Однако столкновение поэтической чувствительности и рационального подхода к победившей дневной реальности при возвращении потерянного доверия к поэзии внезапно дает интересный результат: Сергей Золотарев начинает играть на поле победителя, поэтически трансформируя обыденное и подходя к нему не только как художник, но и как мыслитель: «лед ее геля и путь нательный –/ то, что писалось все время слитно, –/ пробуют существовать раздельно:/ остановившись навек, улитка/ в капельке шлема мотоциклетной/ по окончаньи большого ралли/ будет для публики незаметно/ медленно двигаться по спирали / вверх, оставаясь одновременно/ и неподвижной, и самоходной,/ и передачей цепной ременной,/ и постоянной, и переменной,/ и современной, и старомодной». Правда, и на этом поле он остается поэтом описательным – порой кажется, что он одержим сознательно сформулированной целью: играя на поле конкретной апоэтичной реальности – выразить ее как можно с большей образностью, иногда вымученной, – и тем противника победить. Но порой его образность страдает от разноуровневости: «Прозрачный поезд, спящими телами/ просвечивающий насквозь,/ летит, одетый в форменное пламя/ дорожных войск./ С какою-то поспешностью особой/ сжигает расстояния дотла./ Как будто он донашивает обувь/ или сметает крошки со стола».
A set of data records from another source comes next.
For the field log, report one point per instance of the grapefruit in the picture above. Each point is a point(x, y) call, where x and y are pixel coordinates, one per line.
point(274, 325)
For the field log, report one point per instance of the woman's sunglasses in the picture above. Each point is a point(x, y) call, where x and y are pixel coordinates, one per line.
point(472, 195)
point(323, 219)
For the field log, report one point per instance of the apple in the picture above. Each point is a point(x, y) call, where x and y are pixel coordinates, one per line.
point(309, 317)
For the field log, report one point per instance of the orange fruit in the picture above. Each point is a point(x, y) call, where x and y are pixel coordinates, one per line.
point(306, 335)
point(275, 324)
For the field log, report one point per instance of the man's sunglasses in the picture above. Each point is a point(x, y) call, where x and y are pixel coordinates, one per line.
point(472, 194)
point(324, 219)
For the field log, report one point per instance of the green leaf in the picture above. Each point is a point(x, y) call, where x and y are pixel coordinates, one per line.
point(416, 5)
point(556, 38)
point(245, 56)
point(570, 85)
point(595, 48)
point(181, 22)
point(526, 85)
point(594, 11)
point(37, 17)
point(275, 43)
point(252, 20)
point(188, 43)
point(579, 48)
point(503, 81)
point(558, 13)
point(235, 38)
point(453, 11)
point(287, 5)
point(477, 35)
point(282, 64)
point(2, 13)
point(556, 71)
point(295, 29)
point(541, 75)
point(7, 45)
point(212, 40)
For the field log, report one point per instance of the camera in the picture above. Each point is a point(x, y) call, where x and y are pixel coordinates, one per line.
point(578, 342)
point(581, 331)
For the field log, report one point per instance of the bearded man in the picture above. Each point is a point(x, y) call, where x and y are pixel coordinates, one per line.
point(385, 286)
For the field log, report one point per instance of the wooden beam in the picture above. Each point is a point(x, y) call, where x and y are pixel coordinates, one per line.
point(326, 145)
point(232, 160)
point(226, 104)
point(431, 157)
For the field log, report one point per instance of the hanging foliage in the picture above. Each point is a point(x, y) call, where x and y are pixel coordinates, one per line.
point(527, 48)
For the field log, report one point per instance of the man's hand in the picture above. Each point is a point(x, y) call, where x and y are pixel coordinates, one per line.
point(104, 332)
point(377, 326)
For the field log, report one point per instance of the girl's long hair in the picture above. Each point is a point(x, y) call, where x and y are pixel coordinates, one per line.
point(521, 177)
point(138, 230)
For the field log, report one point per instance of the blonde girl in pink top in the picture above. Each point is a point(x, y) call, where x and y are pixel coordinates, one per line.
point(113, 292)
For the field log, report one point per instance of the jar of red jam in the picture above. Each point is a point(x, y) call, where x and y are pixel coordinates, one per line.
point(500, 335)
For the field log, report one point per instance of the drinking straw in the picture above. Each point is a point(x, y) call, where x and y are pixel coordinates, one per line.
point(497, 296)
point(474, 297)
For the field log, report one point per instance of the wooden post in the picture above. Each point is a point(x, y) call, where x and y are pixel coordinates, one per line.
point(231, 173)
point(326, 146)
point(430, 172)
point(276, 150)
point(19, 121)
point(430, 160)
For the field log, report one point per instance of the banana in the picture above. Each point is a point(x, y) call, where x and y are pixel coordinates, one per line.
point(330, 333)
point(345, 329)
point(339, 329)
Здесь много неточного: скорость вряд ли сопоставима с темпом донашивания обуви, а донашивание обуви со сметаемыми со стола крошками тоже звучит тяжеловато. Разноуровневая образность была типична для раннего Пастернака, но там она как бы влетала в стихи сама, вносимая импульсивным порывом, здесь – она кажется авторским проигрышем (пусть временным) на чужом поле. Вообще иногда возникает впечатление, что автор, загнанный в угол противником, начинает стесняться своего свободного поэтического голоса и потому пытается победить его голосом рассудка. В ущерб стихам.
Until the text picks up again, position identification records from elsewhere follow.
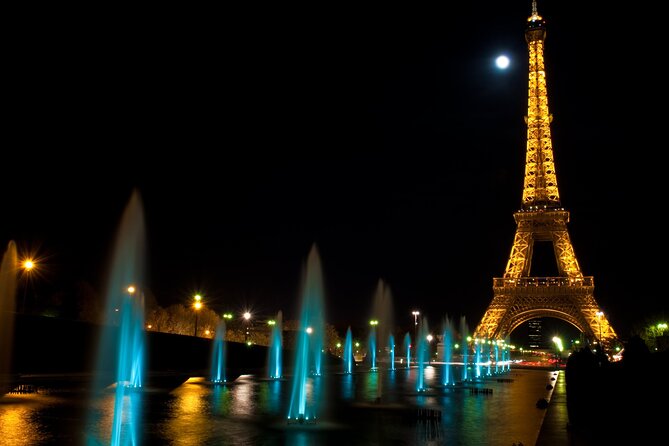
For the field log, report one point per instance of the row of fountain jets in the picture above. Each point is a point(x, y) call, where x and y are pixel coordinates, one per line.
point(122, 343)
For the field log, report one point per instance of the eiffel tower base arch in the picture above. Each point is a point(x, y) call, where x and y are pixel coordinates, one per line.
point(516, 301)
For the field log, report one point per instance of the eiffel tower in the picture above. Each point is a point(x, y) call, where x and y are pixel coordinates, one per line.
point(518, 296)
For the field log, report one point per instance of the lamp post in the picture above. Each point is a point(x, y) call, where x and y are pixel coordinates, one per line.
point(247, 318)
point(599, 324)
point(197, 305)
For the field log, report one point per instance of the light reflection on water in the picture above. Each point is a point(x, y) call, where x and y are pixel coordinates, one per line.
point(363, 408)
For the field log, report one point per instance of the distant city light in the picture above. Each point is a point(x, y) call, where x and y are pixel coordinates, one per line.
point(502, 62)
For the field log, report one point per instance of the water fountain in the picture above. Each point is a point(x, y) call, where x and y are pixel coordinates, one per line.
point(121, 352)
point(477, 358)
point(464, 335)
point(274, 357)
point(422, 355)
point(447, 340)
point(305, 397)
point(348, 352)
point(382, 321)
point(218, 355)
point(407, 349)
point(391, 352)
point(7, 309)
point(371, 345)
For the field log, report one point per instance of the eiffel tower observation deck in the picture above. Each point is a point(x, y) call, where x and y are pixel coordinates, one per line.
point(518, 295)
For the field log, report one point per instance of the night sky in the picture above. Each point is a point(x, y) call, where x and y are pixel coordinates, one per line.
point(387, 137)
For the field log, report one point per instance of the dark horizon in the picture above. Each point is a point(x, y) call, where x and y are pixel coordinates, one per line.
point(387, 138)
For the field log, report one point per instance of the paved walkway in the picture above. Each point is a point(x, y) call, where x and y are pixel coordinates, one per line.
point(555, 427)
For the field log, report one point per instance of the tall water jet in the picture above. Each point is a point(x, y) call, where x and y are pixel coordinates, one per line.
point(371, 345)
point(274, 360)
point(447, 359)
point(383, 321)
point(464, 334)
point(218, 355)
point(305, 399)
point(391, 351)
point(348, 352)
point(8, 271)
point(422, 355)
point(121, 350)
point(477, 359)
point(407, 349)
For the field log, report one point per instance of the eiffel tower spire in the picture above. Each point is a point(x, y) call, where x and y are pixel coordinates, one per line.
point(540, 186)
point(519, 296)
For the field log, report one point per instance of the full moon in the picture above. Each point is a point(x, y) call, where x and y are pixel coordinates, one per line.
point(502, 62)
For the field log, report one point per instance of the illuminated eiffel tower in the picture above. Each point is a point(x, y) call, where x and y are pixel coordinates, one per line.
point(518, 296)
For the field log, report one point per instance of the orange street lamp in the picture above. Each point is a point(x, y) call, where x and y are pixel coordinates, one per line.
point(28, 266)
point(197, 305)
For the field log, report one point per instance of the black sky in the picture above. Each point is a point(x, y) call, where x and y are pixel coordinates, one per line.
point(385, 136)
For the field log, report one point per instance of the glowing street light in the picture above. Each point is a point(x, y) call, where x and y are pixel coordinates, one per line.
point(599, 315)
point(415, 324)
point(197, 306)
point(247, 318)
point(28, 266)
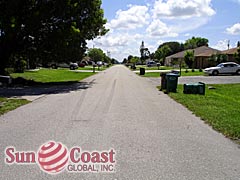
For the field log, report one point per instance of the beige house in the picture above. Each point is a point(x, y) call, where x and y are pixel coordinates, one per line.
point(201, 55)
point(230, 53)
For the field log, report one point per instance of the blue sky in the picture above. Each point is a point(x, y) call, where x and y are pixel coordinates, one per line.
point(158, 21)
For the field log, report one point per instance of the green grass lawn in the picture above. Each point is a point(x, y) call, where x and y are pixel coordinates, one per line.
point(152, 68)
point(91, 68)
point(219, 107)
point(190, 73)
point(8, 104)
point(53, 75)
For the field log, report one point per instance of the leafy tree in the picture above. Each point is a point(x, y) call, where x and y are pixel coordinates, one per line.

Ведь когда прерывается настоящее поэтическое Я Сергея Золотарева, видно, что его потенциал как поэта больше того Полипемонова ложа, на которое он сознательно пытается поместить свое вдохновение: за рассудочным построением некоторых стихов внезапно открывается истинно поэтическая интонация: «Ты спугнешь первый снег – ничего-ничего… Он ведь к нам прилетел с ночевой...». Это о поэзии. И она в книге, несомненно, есть.